“Act Up, Fight Back, Fight AIDS!” It was December 1989. There we were, in front of St. Patrick’s Cathedral with the powerful Catholic structure and hierarchy on the left and anti-gay, pro-hate protesters on the right. We stopped and did a “die-in” in the middle of Fifth Avenue. That’s the activism I recall! I was all for the planned “kiss-in” demonstrations with Queer Nation before public displays of affection were acceptable. Outing of public figures and celebrities was controversial, and yet it moved mountains. The March on Washington, Boycott Colorado and GLAAD holding the media accountable—these powerful movements were all part of my early activism, as well as supporting HRC, AVP, LGBT youth, coming out and more.
Now we have the legal right to get married. Monumental! Therefore, I have decided this year to take my activism to another level: to fight for animals, most specifically those subjected to factory farming.
I’m beginning with the right to move. I want animals to have the right to turn around and not live in a box, gestation crate or cage. I also want them to have the right not to get their offspring taken away at birth, have their beaks cut off, be castrated without anesthesia, be ground up alive, or endure routine physical abuse by factory farm workers. Basically, I’m fighting for the right of animals to not be tortured.
Food industry marketing aims for you to believe that most meat comes from local farms where animals have a beautiful life in open green pasture. This is the furthest thing from the truth for factory farm animals, where 95 percent of our society’s meat originates. Modern-day factory farms, big agribusinesses and the politicians whose palms they grease want to hide the truth from you through “ag-gag” laws. These unconstitutional laws, devoid of morality, criminalize animal rights activists instead of factory farm animal abusers.
Birkenstocks, granolas, hippies, Dykes on Bikes, Dykes in Nikes, lipstick lesbians, butches, bois, and now the genderless queer movement—I’ve seen it all. But where have all the vegetarians gone? I remember the early stereotypes at least being inclusive, if not co-existing, with animal lovers.
We are in a crisis! We need everyone to “Speak Up, Fight Back, Fight Factory Farming!”
The activist in me understands why PETA supporters would throw paint on a fur coat. The activist in me wants to boycott everything that harms animals. The activist in me is getting increasingly upset with the mayor who promised to end the horse-carriage industry. And the activist in me wants to start a crowdfunding campaign to build Chris Christie a gestation crate, only big enough for him to lie still and not turn around. I applaud the activists who break into chick-grinding facilities, who protest circuses and jump into bull-fighting rings. I feel the cries to stop the Yulin Festival. I see the overwhelming love for Cecil the Lion. Ignorance is not bliss. I know when one is willing to open their eyes to factory farming, that they will experience nothing short of outrage.
I believe, as Jonathan Safran Foer says: “We are not going to let our fear of hypocrisy stop us from taking first steps towards the people we want to be.”

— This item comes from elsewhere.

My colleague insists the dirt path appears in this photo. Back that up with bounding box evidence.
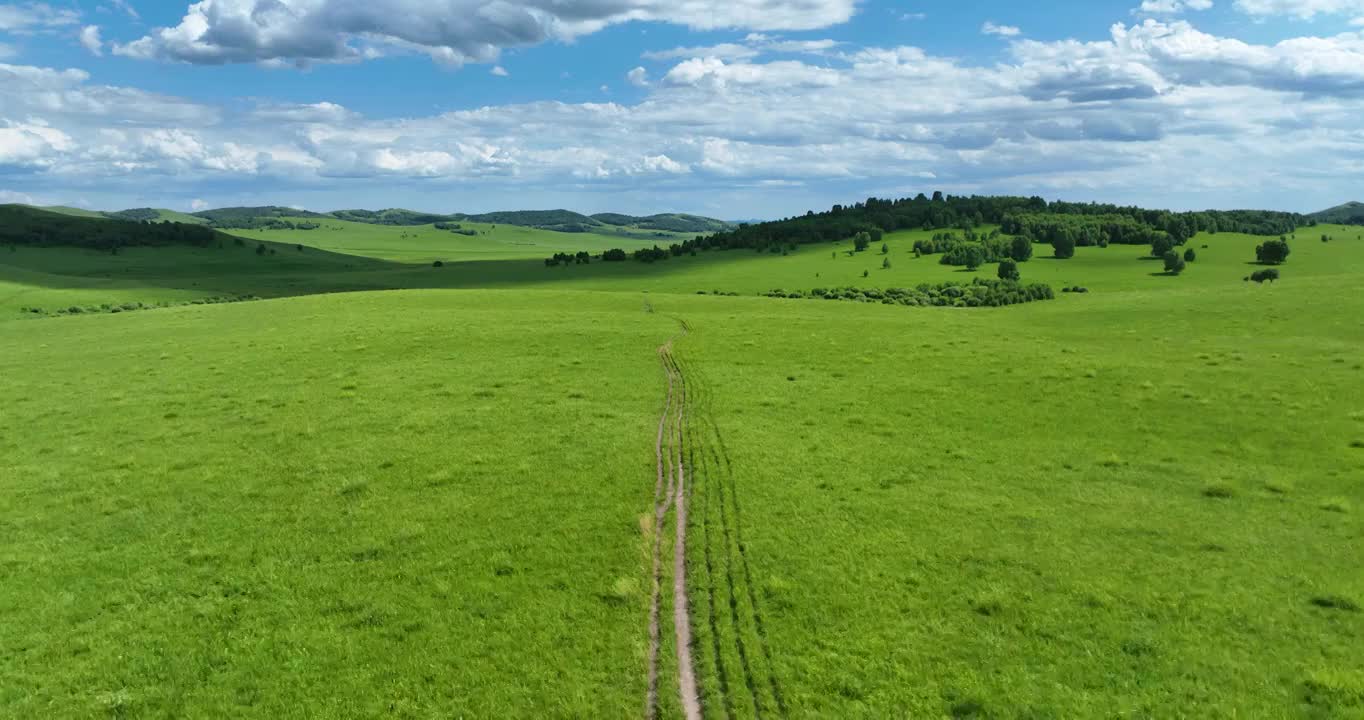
[645,323,702,720]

So I speak up. I sign endless petitions, and I write a vegan blog. Recipe writing, however, doesn’t save lives fast enough. As I sit here, 100 million animals have been consumed in the last hour. Each year, 50-75 billion animals are being raised for slaughter as more countries move to adopt the extremely unhealthy Standard American Diet (SAD).
The livestock industry is the number-one producer of greenhouse gases, and is tremendously responsible for environmental concerns—from water, air and land pollution to global warming. Most of our farmland is now dedicated to livestock and GMO monoculture commodity crops to feed livestock. These businesses, fueled by consumer demand, cause grand-scale deforestation, loss of biodiversity, destruction of topsoil and a grave reduction in ground water. Endangered species are at great risk of extinction and our bees (our pollinators) are suffering from colony collapse disorder.
It’s the activist in me that wants to be at every anti-Monsanto rally there is. Besides pesticides and chemicals, they make their money off monoculture commodity crops like corn and soy, which are used as animal feed in factory farming and for fuel, not to nourish the world like they claim. Speaking of boycotts, this could and should be the largest boycott in the history of activism. The longer we sit quietly and do nothing, the faster they accumulate seed, patent life and gear up to own the world’s food supply.
This is the first year I reconnected with my early activism. Inspired by the Supreme Court’s marriage equality ruling, I felt that it was time to move full steam ahead for animals. I marched this year with Mercy for Animals in the NYC Pride Parade.
The tipping point is upon us, and we need everyone who cares. You can make a difference. You can make an impact with your fork. It’s that simple. Incorporating a plant-based diet profoundly directs the movement and saves lives. You can begin with Meatless Mondays, which could collectively spare seven billion animals a year and make a significant impact on the environment. You can adopt a vegan lifestyle and stand up completely—out, loud and proud—for animals. The time is now to enlarge our circle of compassion, speak up for those who can’t speak for themselves, and become leaders in this inevitable movement.
Lisa Graziano is a certified holistic health coach, a vegan blogger at EatingfromScratchNYC.com and the owner of Reinventing Indulgence.